Shankara, siempre tranquilo, dobló una pierna, apoyó un pie en la piedra y se cogió la rodilla con los dedos.
—No te frotes los ojos —le dijo a Shirla—. No te ayudará, y puedes lastimarte.
—¿Has estado antes aquí?
—He estado cerca de otros volcanes, en el oeste. Lugares interesantes. Allí donde vivía, los únicos vástagos móviles que sobrevivían cerca de los volcanes eran los perros de fumarola.
—¿Qué aspecto tenían? —preguntó un joven aprendiz, un sujeto robusto de rostro radiante llamado Cham. Se cubría la cara con un pañuelo.
—Son del tamaño de un chiquillo. Rojo brillante, como todo lo que está vivo por aquí. Largos, con seis o siete patas. Las patas traseras son largas, para saltar. Velludos, con tres o cuatro ojos en la espalda o la cabeza. Cosechan frutos de fumarola, unos floridos que crecen en estos lugares. Muy poca vida... sólo los perros y la fruta.
—¿Por qué lo llaman «perro» a todo? —preguntó Shimchisko—. Yo nunca he visto un perro.
Shankara se volvió hacia mí, que estaba sentado frente a él contra otra roca manchada de amarillo y blanco.
Todos contuvimos el aliento cuando una nube de hedor sulfuroso se acercó demasiado.
—Entre mi gente, todos eran intelectuales —dijo—. No hay lugar para los pensadores, y mucho menos para los investigadores. Así que trabajamos donde podemos. Lo mismo pasa contigo, supongo.
—Aja —dije, adoptando el tono nasal y displicente de Shimchisko o Kissbegh.
—Tienes el aire de un hombre que se ha alejado de su familia. Procuro estudiar a la gente que me rodea.
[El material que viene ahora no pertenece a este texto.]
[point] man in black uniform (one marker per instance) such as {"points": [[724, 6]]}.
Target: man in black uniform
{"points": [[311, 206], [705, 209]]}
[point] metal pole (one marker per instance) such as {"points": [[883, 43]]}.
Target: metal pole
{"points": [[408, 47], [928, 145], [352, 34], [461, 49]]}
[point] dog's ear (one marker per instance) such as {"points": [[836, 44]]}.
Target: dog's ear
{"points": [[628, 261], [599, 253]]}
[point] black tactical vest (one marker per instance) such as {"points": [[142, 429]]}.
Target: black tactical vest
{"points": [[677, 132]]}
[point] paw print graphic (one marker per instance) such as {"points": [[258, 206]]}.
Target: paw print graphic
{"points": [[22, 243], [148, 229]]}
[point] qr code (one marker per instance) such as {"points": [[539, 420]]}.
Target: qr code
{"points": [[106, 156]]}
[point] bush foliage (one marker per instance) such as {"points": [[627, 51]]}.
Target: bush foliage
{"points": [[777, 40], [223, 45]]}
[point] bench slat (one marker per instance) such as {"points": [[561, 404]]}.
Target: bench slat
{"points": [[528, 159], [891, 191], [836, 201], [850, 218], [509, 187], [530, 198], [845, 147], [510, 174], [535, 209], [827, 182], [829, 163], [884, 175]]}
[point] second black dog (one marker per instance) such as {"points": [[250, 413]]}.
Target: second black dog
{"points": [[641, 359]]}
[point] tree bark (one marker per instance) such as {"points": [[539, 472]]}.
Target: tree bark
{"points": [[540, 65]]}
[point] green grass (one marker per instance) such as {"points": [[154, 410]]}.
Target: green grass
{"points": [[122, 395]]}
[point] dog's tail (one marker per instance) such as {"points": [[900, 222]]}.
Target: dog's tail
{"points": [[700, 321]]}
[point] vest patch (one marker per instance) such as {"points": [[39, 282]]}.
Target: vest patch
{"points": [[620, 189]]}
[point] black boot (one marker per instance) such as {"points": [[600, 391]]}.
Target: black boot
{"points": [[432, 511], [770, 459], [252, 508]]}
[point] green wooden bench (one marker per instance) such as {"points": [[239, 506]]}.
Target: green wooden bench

Al final del viaje, conoceré a los tripulantes tanto como se conocen a sí mismos. —Sus mejillas cubiertas de lágrimas, su porte estoico y su parpadeo constante le daban un extraño aire de Lewis Carroll—. Ojalá regresara el capitán.
Randall, Shatro y Keyser-Bach se habían perdido de vista al otro lado del risco. La cabeza del primer oficial apareció primero, y pronto el resto, agitando los brazos.
—¡Los de allí! —gritó—. Traed el equipo.
Nos pusimos de pie con desgana, cargamos los sacos y subimos las cajas. Yo seguí a Shirla y Cham; Shankara me siguió a mí, con Shimchisko e Ibert detrás. Avanzamos entre trozos de lava y fisuras por donde brotaba un humo viscoso y amarillo. Detrás de Randall, el capitán y Shatro estaban de pie en una pequeña depresión que descendía hacia un gran valle.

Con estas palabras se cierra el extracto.